Tracking our code commits during 2016

As the Director of Product Operations at Interana, one of my job roles is to evaluate and improve the effectiveness of our development and release process. It occurred to me that I might be able to ingest our GIT history into Interana in order to learn more about how we actually develop and release.


Ingesting a single file of event data in JSON format into Interana is pretty easy, so the main challenge was, how do I extract a JSON event data file from our Git repository? I knew that I could use the "git log" command with a format string to show me a history of commits in JSON format. But as I worked, I discovered that I wanted to (a) clean up the extract to ensure it was valid JSON, and (b) associate each Git commit with a development phase of a particular release. I ended up building a python script which, given a list of branch names that I cared about, could extract all the commits from our Git repo, cleanse the commit names to be valid JSON, and associate each of them with the appropriate release. Here's an example JSON line created by my extract script:


{"tag": "pre_branch", "version": "2.23", "hash": "985cf1c", "ts": "2016-11-14 18:57:22 -0800", "committer": "Jeff", "committer_email": "", "subject": "the-most-amazing-commit-ever"}


(I know that some people reading this are thinking "hey, aren't you going to show us the python code?" If you'd like to see the implementation details, I wrote a How To topic: Ingesting GIT source control history into Interana.)


Once I had a data file that represented the full set of event data I cared about, it was time for the ingest into Interana. I uploaded my data file into our Ingest Wizard, and chose shard keys of "version" and "committer" so I could ask questions about the behavior of both releases and developers over time.

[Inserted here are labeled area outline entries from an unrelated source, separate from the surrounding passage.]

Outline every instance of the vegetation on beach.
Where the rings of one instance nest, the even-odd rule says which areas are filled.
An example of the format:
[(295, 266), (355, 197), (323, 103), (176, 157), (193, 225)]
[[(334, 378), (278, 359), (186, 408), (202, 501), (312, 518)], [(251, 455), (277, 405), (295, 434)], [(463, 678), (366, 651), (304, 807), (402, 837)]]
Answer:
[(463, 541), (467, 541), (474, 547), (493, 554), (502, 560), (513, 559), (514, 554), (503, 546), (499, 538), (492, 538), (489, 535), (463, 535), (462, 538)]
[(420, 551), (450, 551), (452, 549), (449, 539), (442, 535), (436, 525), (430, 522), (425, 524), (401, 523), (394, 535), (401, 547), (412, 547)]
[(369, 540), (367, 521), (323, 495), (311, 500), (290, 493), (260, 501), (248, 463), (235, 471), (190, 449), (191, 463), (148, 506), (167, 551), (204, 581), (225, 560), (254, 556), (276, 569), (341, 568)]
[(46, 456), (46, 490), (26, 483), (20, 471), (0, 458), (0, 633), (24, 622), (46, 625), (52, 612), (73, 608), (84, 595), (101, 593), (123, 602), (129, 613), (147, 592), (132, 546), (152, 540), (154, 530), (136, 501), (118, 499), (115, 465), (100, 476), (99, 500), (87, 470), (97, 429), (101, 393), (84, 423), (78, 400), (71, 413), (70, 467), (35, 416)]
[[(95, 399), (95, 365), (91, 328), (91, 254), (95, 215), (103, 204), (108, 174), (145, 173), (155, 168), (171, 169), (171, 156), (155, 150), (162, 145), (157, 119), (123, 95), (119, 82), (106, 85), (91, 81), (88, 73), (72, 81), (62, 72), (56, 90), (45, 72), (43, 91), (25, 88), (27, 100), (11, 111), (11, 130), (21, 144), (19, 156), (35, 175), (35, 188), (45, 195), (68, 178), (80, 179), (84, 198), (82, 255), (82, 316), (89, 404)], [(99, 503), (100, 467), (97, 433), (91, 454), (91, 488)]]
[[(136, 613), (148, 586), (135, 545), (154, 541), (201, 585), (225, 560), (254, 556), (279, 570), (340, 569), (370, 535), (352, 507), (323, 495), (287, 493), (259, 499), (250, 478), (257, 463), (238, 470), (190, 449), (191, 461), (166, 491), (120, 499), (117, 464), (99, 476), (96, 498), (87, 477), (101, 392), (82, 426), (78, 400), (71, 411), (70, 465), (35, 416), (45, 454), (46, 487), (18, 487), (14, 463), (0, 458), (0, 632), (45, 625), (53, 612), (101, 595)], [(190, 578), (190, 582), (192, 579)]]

Customize column types in the Import WizardCustomize column types in the Import Wizard

My favorite visualization that I ended up making in the Interana Explorer was a Stacked Area Time view of commits by release. It gave a sense of how many releases we work on in parallel, and the overall lifetime of each release. I ended up doing a few extra annotations (using a photo editing program) and sharing the image more widely.


Commits by releaseCommits by release

One of the really common experiences that I have working with Interana is that once I can get such an amazing visualization of my data, I realize my data isn't clean enough to answer certain questions. For example, when I showed the visualization to one of our team members, she asked "it seems like our trendline for the absolute number of commits is going down over time... does that mean we are being less productive in Engineering?" It turns out that we use Phabricator for code reviews and merges into GIT, and Phabricator has the property that it "squashes" all a developer's local commits together into a single commit that gets pushed to the origin repository. But we have been enforcing the use of Phabricator more strictly over time, so the older data is going to have more cases where one work unit for a developer produced multiple commits in the origin repository, and the newer data is going to skew in favor of one commit per unit of work. The bottom line is that our data isn't yet clean enough to give an accurate answer about how many commits we are producing over time. (And yes, I know that the number of commits over time isn't really a direct measure of any of our core Engineering values or goals. This question is just a good way to illustrate the really common experience of realizing you sometimes need to make deeper process changes in order to collect accurate information about how your business is behaving.)